August 17, 2009

Course Announcement: 36-350, Data Mining, Fall 2009

Title: 36-350, Statistical Data Mining
Prereqs: One of 36-226, 36-310, 36-625, or consent of instructor. In addition, familiarity with vectors and matrices, and comfort with programming, will be very helpful.
Lectures: MWF 10:30--11:20, Porter Hall 226B. (The on-line class schedule thinks the Friday lecture is a lab; it's wrong.)
Course description:
Data mining is the art of extracting useful patterns from large bodies of data; finding seams of actionable knowledge in the raw ore of information.

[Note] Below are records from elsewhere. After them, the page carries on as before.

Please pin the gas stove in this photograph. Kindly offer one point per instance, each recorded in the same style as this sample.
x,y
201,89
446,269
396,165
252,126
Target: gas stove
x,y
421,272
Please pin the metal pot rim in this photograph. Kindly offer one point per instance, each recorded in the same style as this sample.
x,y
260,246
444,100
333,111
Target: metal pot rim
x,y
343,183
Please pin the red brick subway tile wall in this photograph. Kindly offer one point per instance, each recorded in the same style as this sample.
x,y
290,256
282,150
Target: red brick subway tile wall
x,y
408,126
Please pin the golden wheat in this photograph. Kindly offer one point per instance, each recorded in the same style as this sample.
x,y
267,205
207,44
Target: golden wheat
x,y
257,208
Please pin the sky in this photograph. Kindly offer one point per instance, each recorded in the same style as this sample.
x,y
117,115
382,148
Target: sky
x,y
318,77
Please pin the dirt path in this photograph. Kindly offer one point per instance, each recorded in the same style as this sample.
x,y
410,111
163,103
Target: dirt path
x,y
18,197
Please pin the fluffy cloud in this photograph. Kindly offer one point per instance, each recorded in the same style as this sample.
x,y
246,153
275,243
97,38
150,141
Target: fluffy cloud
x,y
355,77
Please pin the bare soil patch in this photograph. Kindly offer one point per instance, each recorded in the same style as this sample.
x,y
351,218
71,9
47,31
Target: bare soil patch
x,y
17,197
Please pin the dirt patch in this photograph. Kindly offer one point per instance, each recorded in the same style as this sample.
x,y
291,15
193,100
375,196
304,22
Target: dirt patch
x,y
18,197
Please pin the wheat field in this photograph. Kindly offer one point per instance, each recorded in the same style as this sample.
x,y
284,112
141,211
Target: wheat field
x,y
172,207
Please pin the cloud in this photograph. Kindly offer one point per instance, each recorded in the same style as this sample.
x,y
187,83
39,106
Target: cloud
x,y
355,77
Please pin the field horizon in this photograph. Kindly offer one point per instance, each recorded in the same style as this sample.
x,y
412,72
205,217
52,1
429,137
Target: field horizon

The rapid growth of computerized data, and the computer power available to analyze it, creates great opportunities for data mining in business, medicine, science, government, etc. The aim of this course is to help you take advantage of these opportunities in a responsible way. After taking the class, when you're faced with a new problem, you should be able to (1) select appropriate methods, and justify their choice, (2) use and program statistical software (i.e., R) to implement them, and (3) critically evaluate the results and communicate them to colleagues in business, science, etc.
Data mining is related to statistics and to machine learning, but has its own aims and scope. Statistics is a mathematical science, studying how reliable inferences can be drawn from imperfect data. Machine learning is a branch of engineering, developing a technology of automated induction. We will freely use tools from statistics and from machine learning, but we will use them as tools, not things to study in their own right. We will do a lot of calculations, but will not prove many theorems, and we will do even more experiments than calculations.

The current topic outline, the grading policy, etc., can all be found on the class webpage. This will mostly be very similar to the 2008 iteration of the class, since it seemed to work, with some modifications in light of that experience. Podcast lectures are probably not going to happen, owing to technical incompetence on my part.